2306.04528v4.pdf- “Understanding the Robustness of Large Language Models: PromptBench Analysis” – “Unveiling the Vulnerabilities of Large Language Models to Adversarial Prompts” – “Crafting More Robust Prompts: Insights from PromptBench Analysis” – “Examining the Transferability of Adversarial Prompts in Large Language Models” – “Enhancing Prompt Robustness: Practical Recommendations from PromptBench Study”

– Large Language Models (LLMs) have gained popularity in various tasks.
– LLMs consist of a prompt and (optionally) a sample for analysis.
– Existing work has evaluated the robustness of LLMs to adversarial samples.
– Some studies show that current LLMs are not robust to adversarial and out-of-distribution samples.
– Existing studies on robustness to adversarial samples may not be applicable in certain scenarios.
– A single prompt can be used for multiple samples in some tasks.

– The paper mentions Large Language Models (LLMs), not specifically GPTs.

– LLMs are not robust to adversarial prompts.
– Attention visualization helps analyze the reason behind the lack of robustness.
– Word frequency analysis provides guidance for prompt engineering.
– PromptBench is open-sourced for robust LLMs research.
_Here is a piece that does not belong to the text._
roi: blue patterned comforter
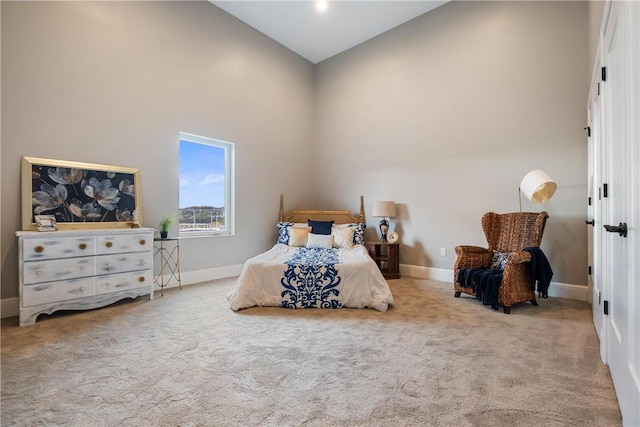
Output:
[227,244,393,311]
– PromptBench is a benchmark to measure the robustness of Large Language Models (LLMs) to adversarial prompts.
– Adversarial prompts mimic user errors and evaluate the impact on LLM outcomes.
– LLMs are not robust to adversarial prompts.
– The study includes 4,788 adversarial prompts evaluated over 8 tasks and 13 datasets.
– The paper provides analysis and recommendations for prompt composition.

– LLMs are not robust to adversarial prompts.
– Attention visualization was used to analyze the reason behind this.
– Frequent words were analyzed to provide guidance for prompt engineering.
– PromptBench will be open-sourced for robust LLMs research.
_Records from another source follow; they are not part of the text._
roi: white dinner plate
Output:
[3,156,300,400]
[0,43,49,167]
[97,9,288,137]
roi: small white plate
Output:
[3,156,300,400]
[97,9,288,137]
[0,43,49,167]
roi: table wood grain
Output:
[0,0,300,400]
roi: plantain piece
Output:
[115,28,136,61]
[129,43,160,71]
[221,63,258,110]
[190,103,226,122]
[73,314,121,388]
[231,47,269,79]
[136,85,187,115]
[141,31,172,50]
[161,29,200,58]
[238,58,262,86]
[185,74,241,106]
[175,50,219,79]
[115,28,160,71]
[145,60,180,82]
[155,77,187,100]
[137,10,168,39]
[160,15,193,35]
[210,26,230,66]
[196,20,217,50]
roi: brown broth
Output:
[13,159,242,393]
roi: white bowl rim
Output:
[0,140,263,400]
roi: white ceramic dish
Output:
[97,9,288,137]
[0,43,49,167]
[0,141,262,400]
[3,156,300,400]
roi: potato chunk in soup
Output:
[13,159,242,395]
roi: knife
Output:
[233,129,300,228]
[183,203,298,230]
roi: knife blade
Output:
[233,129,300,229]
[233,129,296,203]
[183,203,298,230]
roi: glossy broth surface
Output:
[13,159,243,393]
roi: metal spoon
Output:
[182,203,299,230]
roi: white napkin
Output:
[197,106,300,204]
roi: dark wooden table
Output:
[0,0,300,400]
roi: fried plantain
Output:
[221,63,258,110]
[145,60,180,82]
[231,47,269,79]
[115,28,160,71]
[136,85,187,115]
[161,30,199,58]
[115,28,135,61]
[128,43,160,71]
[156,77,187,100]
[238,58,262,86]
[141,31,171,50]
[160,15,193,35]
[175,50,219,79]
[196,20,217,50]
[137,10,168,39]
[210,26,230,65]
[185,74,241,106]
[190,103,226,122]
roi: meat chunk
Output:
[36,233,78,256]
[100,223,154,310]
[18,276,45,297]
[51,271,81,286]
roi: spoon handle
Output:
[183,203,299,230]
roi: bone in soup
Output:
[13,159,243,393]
– Full results of the three tasks: Trivia Creative Writing, Codenames Collaborative, and Logic Grid Puzzle can be found in Tables 5, 6, and 7, respectively.
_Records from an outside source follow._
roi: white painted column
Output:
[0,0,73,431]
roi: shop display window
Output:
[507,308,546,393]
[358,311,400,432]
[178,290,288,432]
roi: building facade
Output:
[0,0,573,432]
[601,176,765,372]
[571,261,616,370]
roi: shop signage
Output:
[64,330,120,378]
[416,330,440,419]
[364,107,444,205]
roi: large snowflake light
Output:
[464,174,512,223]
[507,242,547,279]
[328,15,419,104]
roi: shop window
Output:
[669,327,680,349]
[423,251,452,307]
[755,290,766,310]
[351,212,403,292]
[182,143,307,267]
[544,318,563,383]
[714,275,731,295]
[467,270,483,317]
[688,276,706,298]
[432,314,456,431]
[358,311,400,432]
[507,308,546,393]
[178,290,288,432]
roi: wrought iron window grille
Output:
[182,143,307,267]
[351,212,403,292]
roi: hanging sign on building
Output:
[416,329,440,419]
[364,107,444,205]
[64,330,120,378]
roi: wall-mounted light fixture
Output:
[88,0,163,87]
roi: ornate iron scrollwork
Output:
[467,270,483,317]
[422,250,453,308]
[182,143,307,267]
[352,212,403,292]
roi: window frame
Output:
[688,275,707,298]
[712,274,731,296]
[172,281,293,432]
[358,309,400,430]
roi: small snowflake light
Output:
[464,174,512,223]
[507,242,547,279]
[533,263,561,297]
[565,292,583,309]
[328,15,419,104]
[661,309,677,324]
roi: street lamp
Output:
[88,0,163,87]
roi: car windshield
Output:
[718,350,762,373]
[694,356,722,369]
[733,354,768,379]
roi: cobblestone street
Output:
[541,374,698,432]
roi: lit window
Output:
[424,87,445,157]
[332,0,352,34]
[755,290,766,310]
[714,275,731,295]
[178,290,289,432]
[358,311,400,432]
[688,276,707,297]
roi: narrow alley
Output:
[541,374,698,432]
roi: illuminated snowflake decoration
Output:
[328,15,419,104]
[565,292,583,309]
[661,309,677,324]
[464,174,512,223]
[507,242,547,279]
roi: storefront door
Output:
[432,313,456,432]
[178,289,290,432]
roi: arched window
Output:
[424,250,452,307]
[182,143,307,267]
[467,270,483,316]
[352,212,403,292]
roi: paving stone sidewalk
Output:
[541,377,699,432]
– The researchers created a test to see how well language models handle different types of prompts.
– They made 4,788 prompts that were designed to trick the models.
– The models were tested on 8 different tasks, like understanding emotions and translating languages.
– The researchers found that the models were not very good at handling the tricky prompts.
– They also looked at why the models struggled and gave suggestions for making better prompts.